The much higher copies of mtDNA not only give much higher sequencing coverage,
but generally highly mutation rate (probably also some other biological reasons).

<!-- ![Figure 4.9. Mitochondrial variants for lineage tracing. Fig. adapted from Ludwig et al, 2019](images/cellGen-fig10.png) -->

### Visualise allele frequency
Here, we illustrate the mtDNA on the joxm dataset again.
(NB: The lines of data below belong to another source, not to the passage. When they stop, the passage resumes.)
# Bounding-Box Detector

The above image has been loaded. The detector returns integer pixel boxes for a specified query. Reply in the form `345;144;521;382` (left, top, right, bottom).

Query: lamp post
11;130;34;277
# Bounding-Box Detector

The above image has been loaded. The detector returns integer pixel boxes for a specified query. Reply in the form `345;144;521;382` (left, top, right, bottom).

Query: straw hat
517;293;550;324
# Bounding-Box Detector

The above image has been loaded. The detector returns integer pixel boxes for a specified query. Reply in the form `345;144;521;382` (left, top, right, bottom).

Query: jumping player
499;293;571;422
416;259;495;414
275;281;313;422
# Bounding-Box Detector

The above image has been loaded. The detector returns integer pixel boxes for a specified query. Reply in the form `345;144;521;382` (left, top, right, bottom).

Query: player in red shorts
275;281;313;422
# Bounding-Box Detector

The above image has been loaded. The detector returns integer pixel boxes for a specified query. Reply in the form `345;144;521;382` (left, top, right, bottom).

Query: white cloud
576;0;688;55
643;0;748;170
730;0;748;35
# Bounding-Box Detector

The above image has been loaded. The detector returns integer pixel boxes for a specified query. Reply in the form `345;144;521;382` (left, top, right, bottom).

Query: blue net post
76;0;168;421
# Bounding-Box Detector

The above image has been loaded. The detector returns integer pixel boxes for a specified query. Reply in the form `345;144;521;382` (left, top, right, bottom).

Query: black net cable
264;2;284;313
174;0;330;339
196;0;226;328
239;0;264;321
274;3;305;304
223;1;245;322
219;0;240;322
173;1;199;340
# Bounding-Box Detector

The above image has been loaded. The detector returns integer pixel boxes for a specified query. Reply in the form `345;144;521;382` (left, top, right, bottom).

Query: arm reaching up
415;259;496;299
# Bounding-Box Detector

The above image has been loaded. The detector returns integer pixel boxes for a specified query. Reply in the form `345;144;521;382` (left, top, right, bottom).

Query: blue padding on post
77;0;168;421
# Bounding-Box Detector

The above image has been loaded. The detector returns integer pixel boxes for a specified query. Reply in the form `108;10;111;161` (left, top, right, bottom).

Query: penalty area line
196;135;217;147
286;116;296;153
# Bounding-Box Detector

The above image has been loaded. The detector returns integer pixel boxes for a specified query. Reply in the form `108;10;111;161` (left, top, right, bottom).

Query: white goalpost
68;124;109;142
During the 
preprocssing 
(see [Chapter 7.2](https://statbiomed.github.io/SingleCell-Workshop-2021/preprocess.html#preprocess_mutations)),
we first genotype the whole mito genome directly with `cellsnp-lit` and then
call the clonal informed variants by `MQuad`.

Let's first load the processed dataset from `cardelino` package and visualize 
the allele frequency.

```{r read-mtx-files}
AD_file <- system.file("extdata", "passed_ad.mtx", package = "cardelino")
DP_file <- system.file("extdata", "passed_dp.mtx", package = "cardelino")
id_file <- system.file("extdata", "passed_variant_names.txt", package = "cardelino")

AD <- Matrix::readMM(AD_file)
DP <- Matrix::readMM(DP_file)
var_ids <- read.table(id_file, )
rownames(AD) <- rownames(DP) <- var_ids[, 1]
colnames(AD) <- colnames(DP) <- paste0('Cell', seq(ncol(DP)))
```

```{r show-pheatmap}
AF_mt <- as.matrix(AD / DP)
pheatmap::pheatmap(AF_mt)
```

<!-- ![Figure 4.10. Allele frequency of mtDNA variants](images/cellGen-fig11.png){ width=75% } -->

As expected, the coverage of mtDNA is a lot higher than the nuclear genome above
(much fewer missing values).

### Infer clonal structure with mtDNA variants
Now, we can run cardelino on the mitochondrial variations. Note, as there is 
no prior clonal tree, the model is easier to return a local optima. Generally,
we recommend running it multiple time (with different random seed or 
initialization) and pick the one with highest DIC.

```{r denovo-mtDNA}
set.seed(7)
assign_mtClones <- clone_id(AD, DP, Config=NULL, n_clone = 3, keep_base_clone=FALSE)
```

Then visualize allele frequency along with the clustering of cells and variants:
```{r vc_heatmap-mtDNA}
Config_mt <- assign_mtClones$Config_prob
Config_mt[Config_mt >= 0.5] = 1
Config_mt[Config_mt <  0.5] = 0
cardelino::vc_heatmap(AF_mt, assign_mtClones$prob, Config_mt, show_legend=TRUE)
```

<!-- ![Figure 4.11. Allele frequency of mtSNVs with clustered cells](images/cellGen-fig12.png){ width=75% } -->

## Last notes
As shown, `cardelino` allows us to cluster cells based on somatic mutations with
accounting for the high uncertainty caused by technical variability. Last, we'd
like to highlight a few potential drawbacks of `cardelino`:

1. It is computationally expensive due to the nature of Gibbs sampling that 
scarifies speed for accuracy. For large data sets, e.g., >1000 cells, cardelino
may be too slow to handle. If speed is a major concertain, please consider our
more efficient tool 
[Vireo](https://vireosnp.readthedocs.io/en/latest/vireoSNP_clones.html) as a 
sister tool.

2. It may not always return a converged results. You could consider running it 
longer or with more chains or initialization.

3. It is generally difficult to select the best number of clone. You may get 
some clue by trial and error or visualise it from hierarchical clustering first.